Now DeVowe is working hard to fill the seats at Lumberjacks games in the rapidly approaching 2014-15 season.
For DeVowe, it’s more than just a job. It’s a cause he believes in, because he loves Walker Arena and the long, proud history of hockey in Muskegon.
“This is a mission for me,” DeVowe told Local Sports Journal. “I want to help save the arena. It’s so important for Muskegon, but if we don’t use it, we will lose it.

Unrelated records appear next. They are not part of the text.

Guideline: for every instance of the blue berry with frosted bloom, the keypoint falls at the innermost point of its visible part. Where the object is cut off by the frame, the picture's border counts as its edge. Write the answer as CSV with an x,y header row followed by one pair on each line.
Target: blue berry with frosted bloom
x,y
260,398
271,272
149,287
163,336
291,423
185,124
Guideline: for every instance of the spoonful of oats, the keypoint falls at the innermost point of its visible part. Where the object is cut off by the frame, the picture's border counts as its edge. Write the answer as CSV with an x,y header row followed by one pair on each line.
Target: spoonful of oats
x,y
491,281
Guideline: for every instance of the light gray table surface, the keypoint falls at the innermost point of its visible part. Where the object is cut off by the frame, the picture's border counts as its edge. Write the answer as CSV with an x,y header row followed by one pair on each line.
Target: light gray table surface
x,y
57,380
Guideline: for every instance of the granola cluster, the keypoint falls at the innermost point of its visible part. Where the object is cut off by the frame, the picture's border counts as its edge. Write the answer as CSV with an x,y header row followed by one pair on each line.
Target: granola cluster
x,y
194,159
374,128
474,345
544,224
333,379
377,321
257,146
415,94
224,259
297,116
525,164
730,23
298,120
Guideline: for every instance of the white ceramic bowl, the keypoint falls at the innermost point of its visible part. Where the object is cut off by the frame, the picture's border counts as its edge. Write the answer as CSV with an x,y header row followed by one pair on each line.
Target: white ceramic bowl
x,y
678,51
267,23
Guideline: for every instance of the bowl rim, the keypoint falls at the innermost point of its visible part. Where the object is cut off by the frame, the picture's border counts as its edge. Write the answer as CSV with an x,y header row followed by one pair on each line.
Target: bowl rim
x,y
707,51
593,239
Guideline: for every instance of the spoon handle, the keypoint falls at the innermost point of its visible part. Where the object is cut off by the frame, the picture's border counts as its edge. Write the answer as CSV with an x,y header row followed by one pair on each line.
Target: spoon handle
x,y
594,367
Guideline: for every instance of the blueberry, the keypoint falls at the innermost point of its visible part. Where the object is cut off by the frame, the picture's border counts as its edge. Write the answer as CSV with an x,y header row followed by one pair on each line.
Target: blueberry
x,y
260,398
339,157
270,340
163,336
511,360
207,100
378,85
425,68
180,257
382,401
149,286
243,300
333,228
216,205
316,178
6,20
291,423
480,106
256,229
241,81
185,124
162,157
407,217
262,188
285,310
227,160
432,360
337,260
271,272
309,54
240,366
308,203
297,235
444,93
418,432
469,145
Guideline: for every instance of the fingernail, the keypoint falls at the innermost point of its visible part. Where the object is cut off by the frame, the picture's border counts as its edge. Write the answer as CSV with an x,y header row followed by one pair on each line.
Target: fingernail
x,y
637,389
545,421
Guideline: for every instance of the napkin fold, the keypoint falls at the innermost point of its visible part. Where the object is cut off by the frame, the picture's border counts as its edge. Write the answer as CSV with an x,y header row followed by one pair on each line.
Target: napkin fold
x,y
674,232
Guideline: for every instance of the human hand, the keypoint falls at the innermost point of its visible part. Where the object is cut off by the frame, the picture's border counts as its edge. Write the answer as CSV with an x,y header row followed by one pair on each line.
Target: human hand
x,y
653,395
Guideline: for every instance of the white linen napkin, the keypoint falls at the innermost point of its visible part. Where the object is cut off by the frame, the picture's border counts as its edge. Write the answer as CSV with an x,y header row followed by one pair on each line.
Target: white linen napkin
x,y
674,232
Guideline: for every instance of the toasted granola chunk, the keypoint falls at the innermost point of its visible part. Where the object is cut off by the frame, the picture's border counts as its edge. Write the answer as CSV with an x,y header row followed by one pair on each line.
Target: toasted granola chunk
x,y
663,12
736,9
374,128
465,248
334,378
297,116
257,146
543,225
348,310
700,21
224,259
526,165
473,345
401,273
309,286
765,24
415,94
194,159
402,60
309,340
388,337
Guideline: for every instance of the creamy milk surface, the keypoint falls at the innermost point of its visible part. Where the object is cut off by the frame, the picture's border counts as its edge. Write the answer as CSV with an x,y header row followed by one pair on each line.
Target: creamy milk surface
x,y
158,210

And I want there to be hockey at the arena for my kids to enjoy when they are my age.”
The Lumberjacks are entering their fifth season in the United States Hockey League, an elite training ground for some of the top amateur players in the U.S.

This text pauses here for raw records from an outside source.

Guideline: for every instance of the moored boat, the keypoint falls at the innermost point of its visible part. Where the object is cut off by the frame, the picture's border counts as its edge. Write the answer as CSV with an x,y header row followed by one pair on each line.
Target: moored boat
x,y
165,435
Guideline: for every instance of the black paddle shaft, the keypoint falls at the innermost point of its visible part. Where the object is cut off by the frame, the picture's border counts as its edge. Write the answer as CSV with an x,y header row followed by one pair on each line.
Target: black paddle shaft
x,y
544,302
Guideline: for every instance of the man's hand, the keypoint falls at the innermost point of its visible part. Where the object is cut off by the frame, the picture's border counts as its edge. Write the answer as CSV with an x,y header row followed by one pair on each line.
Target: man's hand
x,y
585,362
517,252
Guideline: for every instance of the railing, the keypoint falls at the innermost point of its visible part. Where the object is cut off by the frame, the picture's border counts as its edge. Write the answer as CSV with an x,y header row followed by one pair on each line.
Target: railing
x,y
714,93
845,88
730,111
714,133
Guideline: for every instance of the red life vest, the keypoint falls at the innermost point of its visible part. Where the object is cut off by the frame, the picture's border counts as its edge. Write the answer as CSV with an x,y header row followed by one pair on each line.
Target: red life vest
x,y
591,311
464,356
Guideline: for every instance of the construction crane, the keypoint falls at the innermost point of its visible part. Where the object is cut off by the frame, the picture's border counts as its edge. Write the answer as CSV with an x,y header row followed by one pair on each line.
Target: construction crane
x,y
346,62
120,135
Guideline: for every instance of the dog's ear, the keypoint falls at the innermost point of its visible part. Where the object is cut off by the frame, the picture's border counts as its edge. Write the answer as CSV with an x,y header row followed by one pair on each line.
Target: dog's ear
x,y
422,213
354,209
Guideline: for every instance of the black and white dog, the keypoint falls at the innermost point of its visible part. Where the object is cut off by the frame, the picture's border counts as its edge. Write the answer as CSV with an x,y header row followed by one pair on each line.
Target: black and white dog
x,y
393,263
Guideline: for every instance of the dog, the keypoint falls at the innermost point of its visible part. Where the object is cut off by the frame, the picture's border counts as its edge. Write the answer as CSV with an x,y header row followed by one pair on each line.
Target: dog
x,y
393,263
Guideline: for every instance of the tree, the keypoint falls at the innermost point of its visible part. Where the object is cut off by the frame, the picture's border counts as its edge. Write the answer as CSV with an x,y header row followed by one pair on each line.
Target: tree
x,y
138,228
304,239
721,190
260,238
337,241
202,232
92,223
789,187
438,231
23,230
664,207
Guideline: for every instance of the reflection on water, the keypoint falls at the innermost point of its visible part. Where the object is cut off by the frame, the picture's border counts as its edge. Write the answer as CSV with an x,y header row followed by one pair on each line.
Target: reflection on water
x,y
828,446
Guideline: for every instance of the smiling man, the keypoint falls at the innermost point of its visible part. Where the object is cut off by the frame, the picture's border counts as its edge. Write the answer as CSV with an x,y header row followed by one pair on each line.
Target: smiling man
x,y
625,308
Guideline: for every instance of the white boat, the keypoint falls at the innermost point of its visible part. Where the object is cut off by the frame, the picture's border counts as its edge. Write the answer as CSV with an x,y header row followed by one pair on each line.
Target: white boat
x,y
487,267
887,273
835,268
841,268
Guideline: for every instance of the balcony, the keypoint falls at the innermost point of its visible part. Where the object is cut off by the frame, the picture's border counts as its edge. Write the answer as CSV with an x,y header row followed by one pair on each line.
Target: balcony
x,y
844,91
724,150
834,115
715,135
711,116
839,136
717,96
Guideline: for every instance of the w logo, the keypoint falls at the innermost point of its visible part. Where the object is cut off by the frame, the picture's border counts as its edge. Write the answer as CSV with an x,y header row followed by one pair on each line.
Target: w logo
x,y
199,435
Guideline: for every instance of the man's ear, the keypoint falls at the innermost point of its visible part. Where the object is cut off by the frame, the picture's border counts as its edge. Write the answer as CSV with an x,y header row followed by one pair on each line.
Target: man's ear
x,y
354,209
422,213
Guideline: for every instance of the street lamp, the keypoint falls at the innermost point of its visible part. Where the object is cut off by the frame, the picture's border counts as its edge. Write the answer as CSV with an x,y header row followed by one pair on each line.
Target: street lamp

Many of the players are committed to major universities, and many have been drafted by National Hockey League teams.
The Lumberjacks open training camp Aug. 27. The regular season begins with a road game in Ann Arbor Sept. 26, with the home opener slated for Saturday, Sept. 27 against the expansion Madison Capitols.
Season tickets for the 30-game home schedule are $245, $225 and $195, depending on seat location. For more information call the Lumberjacks at (231) 724-5225, extension 256.
DeVowe is different than some older Muskegon hockey fans. While some continue to mourn the loss of minor league pro hockey at the arena, DeVowe said he was sold on the talented teenage players the minute he saw the USHL Jacks on the ice.
“This is the best hockey I’ve seen in this community for a long time,” DeVowe said. “If more fans would take a look, they would see this for what it is – a training ground for the next big stars in the sport.
“If they don’t believe that, they need look no further than the Detroit Red Wings’ (and Mona Shores graduate) Justin Abdelkader. He played junior hockey in this same league. He won the Clark Cup in the USHL with Cedar Rapids as a junior player, won a national championship at Michigan State, then hoisted the Stanley Cup in his first season with the Red Wings.
“This is not high school hockey. I would dare any high school hockey team to come out and challenge us.”
The Lumberjacks did not have a great season at the gate last year, averaging 2,208 fans per game, third from the lowest in the 16-team USHL.
But the crowds started getting bigger toward the end of the season. The Lumberjacks had more than 2,500 fans in the stands six times in the final two months, including three games with more than 3,000.
Part of the reason is that the team got hot and won a lot of games in the closing weeks of the season. And it helped that DeVowe was rushing around the area, approaching groups and convincing them to give the Lumberjacks a look.
“I was on an all-out dash, telling everybody and anybody ‘I want to see you at the games.’ “
In the past, Lumberjack season ticket sales efforts were rather quiet in the offseason, and most of the sales were made in the final few weeks before the first game, DeVowe said.
But this year has been different. DeVowe and his staff have been hitting the streets all summer, attending community events, talking to individuals and doing their best to drum up interest and sell season tickets.
Last year the club sold about 615 season tickets, and most sales came in the annual late summer rush, DeVowe said. This summer the club has already sold half that amount, and DeVowe expects to smash last year’s mark when the late rush is counted.
He’s been marketing the team throughout West Michigan. There are no boundaries for Lumberjack ticket sales, as far as he’s concerned.
“My biggest wins so far this year have been three different families – from Lowell, Ionia and Grand Rapids – that all bought season tickets,” DeVowe said. “We tell people that we know money is tight, but we want them to know that any money they invest in this team is making a difference in these young player’s lives and helping them achieve their dreams.”
Slow ticket sales over the past few years may have been related to the team’s lack of success on the ice. The Lumberjacks struggled through their first four seasons and have yet to reach elite status in the league.
But that could very well change this year, with the anticipated return of more than a dozen players from last year’s squad, including Matt Iacopelli, the league’s defending goal scoring champion who was recently drafted by the National Hockey League’s Chicago Blackhawks.
“There is an incredible passion in this organization to win the Clark Cup,” DeVowe said. “We want to be the best.”